I guess I could have used the management IP for the master node ([fd00:20::2]), but I decided to use the admin interface IP of the machine on the lab network. In this case, it was 10.86.7.77. You would replace this, with your master node’s IP address.

On the master node, you want to start the local registry:

docker run -d -p 5000:5000 --restart always --name registry registry:2

Tagging images

Note: If there is an easier way than this (like some make target), please let me know…
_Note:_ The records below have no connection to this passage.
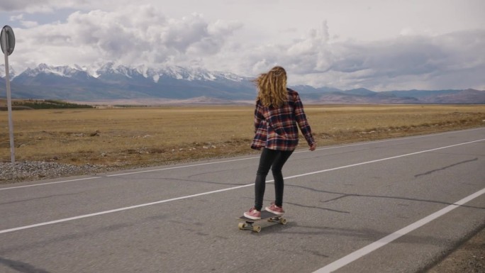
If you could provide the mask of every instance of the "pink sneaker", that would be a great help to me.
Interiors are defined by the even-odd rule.
[[[244,216],[252,220],[261,219],[261,211],[258,211],[256,208],[251,208],[249,211],[244,213]]]
[[[284,211],[283,210],[283,208],[275,205],[274,203],[272,203],[271,206],[267,206],[264,208],[266,209],[266,211],[277,215],[284,214]]]

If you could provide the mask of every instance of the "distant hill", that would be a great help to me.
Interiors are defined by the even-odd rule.
[[[231,104],[254,101],[257,91],[252,79],[176,66],[151,69],[106,63],[90,71],[78,65],[41,64],[17,75],[11,74],[11,87],[13,98],[126,104]],[[485,104],[485,91],[474,89],[376,92],[364,88],[290,87],[300,94],[302,100],[314,104]],[[5,88],[5,79],[0,77],[0,91],[4,92]]]

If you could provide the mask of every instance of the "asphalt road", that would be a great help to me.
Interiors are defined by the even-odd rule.
[[[298,150],[256,233],[258,159],[1,185],[0,272],[418,272],[485,228],[485,128]]]

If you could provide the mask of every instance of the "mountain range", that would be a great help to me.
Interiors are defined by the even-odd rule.
[[[12,97],[18,99],[230,104],[252,102],[256,96],[252,78],[202,68],[129,67],[109,62],[96,69],[40,64],[18,74],[11,68],[9,72]],[[0,66],[0,75],[5,75],[4,66]],[[364,88],[289,87],[311,104],[485,104],[485,91],[472,89],[377,92]],[[0,92],[5,89],[5,77],[0,77]]]

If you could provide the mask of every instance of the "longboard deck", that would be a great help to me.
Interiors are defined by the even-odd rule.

After making the release and doing a docker load for each tar file, there are a bunch of images in the local registry. We need to tag these images with our master node’s IP and port 5000 (10.86.7.77:5000 in my case). This is a bit complicated, as most of the images built do not have the -amd64 suffix and the tag used has an underscore, which doesn’t play well in the sandbox. Hopefully there is an easier way, but this is what I did…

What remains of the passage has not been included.